I took a bite of my sandwich as Deborah frittered away her precious eating time by frowning. “Have you identified the bodies yet?” I asked.
“Come on, Dexter. There’s no heads, so we got no dental records. The bodies were burned, so there’s no fingerprints. Shit, we don’t even know what color their hair was. What do you want me to do?”
“I could probably help, you know,” Chutsky said. He speared a chunk of fried maduras and popped it into his mouth. “I have a few resources I can call on.”
“I don’t need your help,” she said and he shrugged.
“You take Dexter’s help,” he said.
“That’s different.”
“How is that different?” he asked, and it seemed like a reasonable question.
“Because he gives me help,” she said. “You want to solve it for me.”
They locked eyes and didn’t speak for a long moment. I’d seen them do it before, and it was eerily reminiscent of the nonverbal conversations Cody and Astor had. It was nice to see them so clearly welded together as a couple, even though it reminded me that I had a wedding of my own to worry about, complete with an apparently insane high-class caterer. Happily, just before I could begin to gnash my teeth, Debs broke the eerie silence.
“I won’t be one of those women who needs help,” she said.
“But I can get you information that you can’t get,” he said, putting his good hand on her arm.
“Like what?” I asked him. I’ll admit I had been curious for some time about what Chutsky was, or had been before his accidental amputations. I knew that he had worked for some government agency which he referred to as the OGA, but I still didn’t know what that stood for.
He turned to face me obligingly. “I have friends and sources in a lot of places,” he said. “Something like this might have left some kind of trail somewhere else, and I could call around and find out.”

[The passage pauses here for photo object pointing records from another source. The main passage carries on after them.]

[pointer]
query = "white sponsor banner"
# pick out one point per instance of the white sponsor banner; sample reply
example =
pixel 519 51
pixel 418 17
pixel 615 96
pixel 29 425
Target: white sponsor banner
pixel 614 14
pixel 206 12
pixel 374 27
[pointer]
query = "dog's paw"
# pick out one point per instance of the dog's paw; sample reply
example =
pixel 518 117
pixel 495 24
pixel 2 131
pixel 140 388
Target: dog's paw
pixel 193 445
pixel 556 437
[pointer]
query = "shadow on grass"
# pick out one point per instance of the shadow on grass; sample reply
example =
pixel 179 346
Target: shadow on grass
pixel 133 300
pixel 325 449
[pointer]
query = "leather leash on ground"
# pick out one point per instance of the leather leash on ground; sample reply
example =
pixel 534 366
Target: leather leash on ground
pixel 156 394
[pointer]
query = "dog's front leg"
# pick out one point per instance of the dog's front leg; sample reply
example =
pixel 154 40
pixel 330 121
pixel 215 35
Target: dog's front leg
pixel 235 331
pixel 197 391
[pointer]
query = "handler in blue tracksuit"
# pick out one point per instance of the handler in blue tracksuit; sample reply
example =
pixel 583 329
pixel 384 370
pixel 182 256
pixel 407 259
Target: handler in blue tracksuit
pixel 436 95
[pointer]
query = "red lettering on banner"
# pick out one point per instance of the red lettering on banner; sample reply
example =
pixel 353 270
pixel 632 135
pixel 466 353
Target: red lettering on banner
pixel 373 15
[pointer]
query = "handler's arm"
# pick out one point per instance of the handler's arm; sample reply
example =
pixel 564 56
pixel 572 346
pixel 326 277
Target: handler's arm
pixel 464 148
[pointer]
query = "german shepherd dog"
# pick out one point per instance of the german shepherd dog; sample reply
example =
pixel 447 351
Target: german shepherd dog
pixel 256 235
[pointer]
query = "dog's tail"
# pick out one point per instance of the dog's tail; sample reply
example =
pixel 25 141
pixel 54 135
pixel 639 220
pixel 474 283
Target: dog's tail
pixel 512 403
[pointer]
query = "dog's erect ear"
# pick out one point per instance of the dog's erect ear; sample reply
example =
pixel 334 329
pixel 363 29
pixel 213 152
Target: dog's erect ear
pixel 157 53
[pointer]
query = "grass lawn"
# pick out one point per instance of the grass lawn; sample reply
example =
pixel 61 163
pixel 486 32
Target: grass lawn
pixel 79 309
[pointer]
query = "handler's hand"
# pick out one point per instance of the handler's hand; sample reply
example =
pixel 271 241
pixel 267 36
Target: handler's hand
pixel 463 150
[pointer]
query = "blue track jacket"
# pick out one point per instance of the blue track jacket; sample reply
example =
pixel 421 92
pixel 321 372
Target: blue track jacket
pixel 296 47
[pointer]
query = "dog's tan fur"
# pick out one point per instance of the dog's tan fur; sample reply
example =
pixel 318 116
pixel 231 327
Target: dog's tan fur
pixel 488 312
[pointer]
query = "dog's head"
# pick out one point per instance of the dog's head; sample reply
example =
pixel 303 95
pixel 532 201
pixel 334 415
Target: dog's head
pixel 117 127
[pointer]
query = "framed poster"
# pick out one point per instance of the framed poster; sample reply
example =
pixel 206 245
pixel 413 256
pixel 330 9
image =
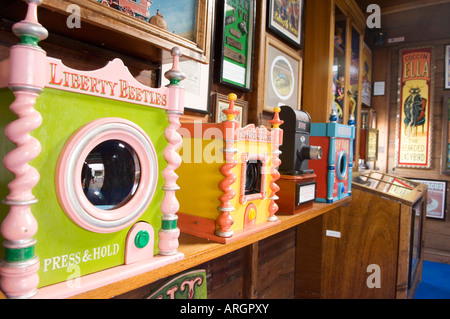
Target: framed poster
pixel 414 119
pixel 284 18
pixel 222 103
pixel 236 43
pixel 366 92
pixel 196 84
pixel 447 67
pixel 437 197
pixel 283 70
pixel 445 135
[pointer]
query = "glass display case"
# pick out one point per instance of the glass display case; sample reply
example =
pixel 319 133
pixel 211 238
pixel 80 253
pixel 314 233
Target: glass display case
pixel 333 64
pixel 408 200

“You mean call your buddies at the OGA?” I said.
He smiled. “Something like that,” he said.
“For Christ’s sake, Dexter,” Deborah said. “OGA just means other government agency. There’s no such agency, it’s an in-joke.”

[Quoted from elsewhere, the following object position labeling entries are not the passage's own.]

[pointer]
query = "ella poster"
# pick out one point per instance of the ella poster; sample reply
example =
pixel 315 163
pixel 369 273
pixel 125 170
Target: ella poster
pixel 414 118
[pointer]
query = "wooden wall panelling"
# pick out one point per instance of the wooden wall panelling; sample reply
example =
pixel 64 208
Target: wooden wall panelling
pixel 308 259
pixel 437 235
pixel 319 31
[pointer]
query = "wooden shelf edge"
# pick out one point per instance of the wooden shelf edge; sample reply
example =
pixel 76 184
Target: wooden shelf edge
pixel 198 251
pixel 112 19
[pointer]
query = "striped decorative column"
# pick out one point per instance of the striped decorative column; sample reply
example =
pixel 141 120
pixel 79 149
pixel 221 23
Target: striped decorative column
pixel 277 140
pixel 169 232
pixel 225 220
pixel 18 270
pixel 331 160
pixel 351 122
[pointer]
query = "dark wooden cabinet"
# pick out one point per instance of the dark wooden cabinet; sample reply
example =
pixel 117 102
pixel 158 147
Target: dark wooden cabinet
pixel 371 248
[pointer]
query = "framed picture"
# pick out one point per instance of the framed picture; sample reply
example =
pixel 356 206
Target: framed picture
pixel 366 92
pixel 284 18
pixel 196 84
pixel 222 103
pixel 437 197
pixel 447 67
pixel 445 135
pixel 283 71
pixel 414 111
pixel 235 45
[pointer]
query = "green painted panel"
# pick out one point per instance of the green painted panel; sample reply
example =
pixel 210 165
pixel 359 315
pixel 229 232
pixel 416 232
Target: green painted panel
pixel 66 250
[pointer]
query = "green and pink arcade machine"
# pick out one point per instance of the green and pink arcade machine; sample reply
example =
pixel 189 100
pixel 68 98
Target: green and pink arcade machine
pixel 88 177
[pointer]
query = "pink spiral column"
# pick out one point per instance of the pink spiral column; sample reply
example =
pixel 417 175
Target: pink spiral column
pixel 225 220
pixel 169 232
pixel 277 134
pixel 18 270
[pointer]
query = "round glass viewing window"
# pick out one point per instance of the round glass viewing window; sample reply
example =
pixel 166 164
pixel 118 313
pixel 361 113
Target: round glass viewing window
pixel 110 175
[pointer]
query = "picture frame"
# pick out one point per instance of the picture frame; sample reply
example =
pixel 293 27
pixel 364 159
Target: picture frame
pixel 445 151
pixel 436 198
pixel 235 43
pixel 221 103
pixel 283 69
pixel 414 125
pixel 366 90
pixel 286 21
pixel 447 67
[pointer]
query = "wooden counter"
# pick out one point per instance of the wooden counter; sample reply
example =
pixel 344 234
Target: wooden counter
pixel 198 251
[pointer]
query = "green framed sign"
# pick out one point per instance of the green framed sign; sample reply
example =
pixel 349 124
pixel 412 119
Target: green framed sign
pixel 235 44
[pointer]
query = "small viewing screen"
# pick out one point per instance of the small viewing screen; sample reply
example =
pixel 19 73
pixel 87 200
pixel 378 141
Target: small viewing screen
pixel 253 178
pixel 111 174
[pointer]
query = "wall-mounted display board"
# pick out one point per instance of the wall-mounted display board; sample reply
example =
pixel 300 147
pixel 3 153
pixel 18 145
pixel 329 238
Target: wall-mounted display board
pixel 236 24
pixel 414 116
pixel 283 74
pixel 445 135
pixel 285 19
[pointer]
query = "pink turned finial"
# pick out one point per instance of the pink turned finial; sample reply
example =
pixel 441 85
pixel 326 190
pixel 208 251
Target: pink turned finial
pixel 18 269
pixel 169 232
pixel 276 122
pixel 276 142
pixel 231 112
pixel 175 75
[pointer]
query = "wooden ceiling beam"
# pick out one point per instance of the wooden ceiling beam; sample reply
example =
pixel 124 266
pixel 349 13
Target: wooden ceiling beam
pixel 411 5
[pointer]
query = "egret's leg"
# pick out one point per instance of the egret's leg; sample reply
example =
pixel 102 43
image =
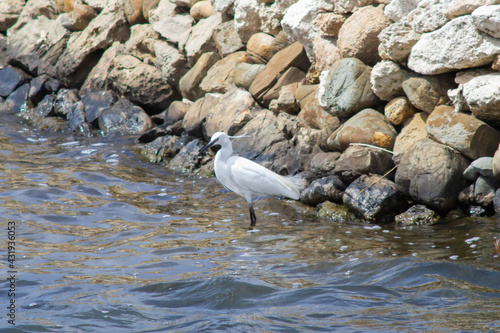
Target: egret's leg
pixel 253 218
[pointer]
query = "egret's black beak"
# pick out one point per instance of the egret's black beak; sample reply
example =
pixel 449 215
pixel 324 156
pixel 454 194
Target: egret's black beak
pixel 210 144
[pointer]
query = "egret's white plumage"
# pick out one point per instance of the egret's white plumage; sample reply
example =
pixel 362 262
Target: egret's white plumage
pixel 249 179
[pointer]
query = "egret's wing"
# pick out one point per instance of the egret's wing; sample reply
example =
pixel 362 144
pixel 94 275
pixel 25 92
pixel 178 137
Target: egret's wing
pixel 257 181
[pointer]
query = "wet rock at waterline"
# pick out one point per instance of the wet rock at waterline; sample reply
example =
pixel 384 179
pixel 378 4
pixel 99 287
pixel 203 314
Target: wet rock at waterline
pixel 374 198
pixel 274 72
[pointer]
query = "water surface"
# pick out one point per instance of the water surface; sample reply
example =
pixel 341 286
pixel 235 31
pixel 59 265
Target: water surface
pixel 106 242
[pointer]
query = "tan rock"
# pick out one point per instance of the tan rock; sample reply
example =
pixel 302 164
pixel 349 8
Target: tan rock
pixel 133 11
pixel 226 39
pixel 358 35
pixel 465 133
pixel 368 126
pixel 293 55
pixel 329 23
pixel 201 10
pixel 244 74
pixel 220 76
pixel 81 15
pixel 413 130
pixel 399 110
pixel 189 84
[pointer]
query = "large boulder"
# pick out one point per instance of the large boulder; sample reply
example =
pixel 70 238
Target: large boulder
pixel 463 132
pixel 140 83
pixel 413 130
pixel 85 48
pixel 357 160
pixel 292 56
pixel 374 198
pixel 369 127
pixel 199 39
pixel 456 45
pixel 482 95
pixel 346 89
pixel 431 173
pixel 396 42
pixel 358 35
pixel 234 110
pixel 124 118
pixel 9 13
pixel 30 43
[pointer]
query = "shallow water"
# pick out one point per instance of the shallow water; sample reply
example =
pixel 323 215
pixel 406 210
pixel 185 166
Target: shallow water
pixel 106 242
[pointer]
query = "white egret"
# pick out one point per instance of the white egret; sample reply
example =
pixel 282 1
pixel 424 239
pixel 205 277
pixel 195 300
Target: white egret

“Nice to be in at last,” I said. “And you can still get access to their files?”
He shrugged. “Technically I’m on convalescent leave,” he said.

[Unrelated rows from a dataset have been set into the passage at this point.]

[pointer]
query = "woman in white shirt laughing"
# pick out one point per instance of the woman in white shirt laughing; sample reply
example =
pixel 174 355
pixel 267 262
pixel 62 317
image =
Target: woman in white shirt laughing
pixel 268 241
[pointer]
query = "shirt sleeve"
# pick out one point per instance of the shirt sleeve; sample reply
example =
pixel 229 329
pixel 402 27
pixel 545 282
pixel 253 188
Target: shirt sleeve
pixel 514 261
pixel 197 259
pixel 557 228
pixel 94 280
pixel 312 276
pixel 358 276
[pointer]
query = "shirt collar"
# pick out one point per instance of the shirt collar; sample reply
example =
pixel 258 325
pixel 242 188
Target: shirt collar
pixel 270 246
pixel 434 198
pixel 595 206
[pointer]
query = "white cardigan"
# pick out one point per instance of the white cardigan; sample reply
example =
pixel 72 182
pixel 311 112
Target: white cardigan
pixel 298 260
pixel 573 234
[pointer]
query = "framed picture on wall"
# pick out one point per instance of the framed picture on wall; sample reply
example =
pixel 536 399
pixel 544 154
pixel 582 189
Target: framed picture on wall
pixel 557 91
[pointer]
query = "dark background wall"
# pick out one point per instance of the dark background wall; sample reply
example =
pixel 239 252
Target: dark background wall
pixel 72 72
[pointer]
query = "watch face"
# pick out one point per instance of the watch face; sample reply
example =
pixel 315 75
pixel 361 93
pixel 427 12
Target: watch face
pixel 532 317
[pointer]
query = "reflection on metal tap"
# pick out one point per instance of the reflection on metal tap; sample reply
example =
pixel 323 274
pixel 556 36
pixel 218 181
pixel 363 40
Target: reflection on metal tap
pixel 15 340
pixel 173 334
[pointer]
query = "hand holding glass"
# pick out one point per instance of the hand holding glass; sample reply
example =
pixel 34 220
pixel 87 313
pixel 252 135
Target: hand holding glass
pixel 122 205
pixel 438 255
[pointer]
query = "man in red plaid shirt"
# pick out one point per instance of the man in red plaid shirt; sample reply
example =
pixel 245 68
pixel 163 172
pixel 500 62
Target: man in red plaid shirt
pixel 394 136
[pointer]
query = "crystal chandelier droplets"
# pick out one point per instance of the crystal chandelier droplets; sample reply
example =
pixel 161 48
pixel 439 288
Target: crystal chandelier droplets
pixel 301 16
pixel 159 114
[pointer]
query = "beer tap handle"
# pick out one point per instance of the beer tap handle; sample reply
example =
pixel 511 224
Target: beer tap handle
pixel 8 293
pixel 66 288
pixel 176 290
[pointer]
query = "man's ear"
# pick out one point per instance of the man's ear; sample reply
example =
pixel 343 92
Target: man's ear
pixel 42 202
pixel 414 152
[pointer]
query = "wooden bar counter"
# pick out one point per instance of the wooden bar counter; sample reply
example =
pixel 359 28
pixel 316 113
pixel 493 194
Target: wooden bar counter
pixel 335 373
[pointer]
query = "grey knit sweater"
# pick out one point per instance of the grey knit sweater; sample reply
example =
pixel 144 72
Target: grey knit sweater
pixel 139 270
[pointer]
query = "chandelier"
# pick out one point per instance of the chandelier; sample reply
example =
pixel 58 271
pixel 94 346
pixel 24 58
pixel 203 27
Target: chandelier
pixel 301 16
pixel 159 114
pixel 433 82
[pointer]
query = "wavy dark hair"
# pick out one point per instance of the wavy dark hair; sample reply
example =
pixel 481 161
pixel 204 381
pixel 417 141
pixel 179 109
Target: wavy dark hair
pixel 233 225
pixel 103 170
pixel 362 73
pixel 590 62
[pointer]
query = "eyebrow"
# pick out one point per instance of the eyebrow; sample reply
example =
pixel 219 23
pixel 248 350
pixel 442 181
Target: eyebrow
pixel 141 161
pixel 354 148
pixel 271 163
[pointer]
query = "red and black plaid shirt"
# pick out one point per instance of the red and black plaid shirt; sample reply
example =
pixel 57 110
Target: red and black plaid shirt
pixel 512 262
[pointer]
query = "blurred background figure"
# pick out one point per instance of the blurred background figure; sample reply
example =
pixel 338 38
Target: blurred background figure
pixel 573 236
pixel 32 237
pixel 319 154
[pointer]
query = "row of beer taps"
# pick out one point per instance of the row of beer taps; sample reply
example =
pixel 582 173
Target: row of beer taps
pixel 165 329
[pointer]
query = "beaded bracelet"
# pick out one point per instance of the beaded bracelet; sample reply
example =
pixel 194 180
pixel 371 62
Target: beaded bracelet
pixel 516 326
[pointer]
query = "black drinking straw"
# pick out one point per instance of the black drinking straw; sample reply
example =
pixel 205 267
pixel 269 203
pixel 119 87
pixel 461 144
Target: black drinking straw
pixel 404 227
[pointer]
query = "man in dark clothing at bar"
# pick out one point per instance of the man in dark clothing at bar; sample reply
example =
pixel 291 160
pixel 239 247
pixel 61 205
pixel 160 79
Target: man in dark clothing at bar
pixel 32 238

“From doing what?” I asked.
He gave me a mechanical smile. “You don’t really want to know,” he said. “The point is, they haven’t decided yet whether I’m any fucking good anymore.” He looked at the fork clamped in his steel hand, turning his arm over to see it move. “Shit,” he said.
And because I could feel that one of those awkward moments was upon us, I did what I could to move things back onto a sociable footing. “Didn’t you find anything at the kiln?” I asked. “Some kind of jewelry or something?”
“What the fuck is that?” she said.
“The kiln,” I said. “Where the bodies were burned.”
“Haven’t you been paying attention? We haven’t found where the bodies were burned.”
“Oh,” I said. “I assumed it was done right there on campus, in the ceramic studio.”
By the suddenly frozen look on her face, I realized that either she was experiencing massive indigestion or she did not know about the ceramic studio. “It’s just half a mile from the lake where the bodies were found,” I said. “You know, the kiln. Where they make pottery?”
Deborah stared at me for a moment longer, and then jumped up from the table. I thought it was a wonderfully creative and dramatic way to end a conversation, and it took a moment before I could do more than blink after her.
“I guess she didn’t know about that,” Chutsky said.
“That’s my first guess,” I said. “Shall we follow?”
He shrugged and speared the last chunk of his steak. “I’m gonna have some flan, and a cafecita. Then I’ll get a cab, since I’m not allowed to help,” he said. He scooped up some rice and beans and nodded at me. “You go ahead, unless you want to walk back to work.”
I did not, in fact, have any desire to walk back to work. On the other hand, I still had almost half a milk shake and I did not want to leave that, either. I stood up and followed, but I softened the blow by grabbing the uneaten half of Deborah’s sandwich and taking it with me as I lurched out the door after her.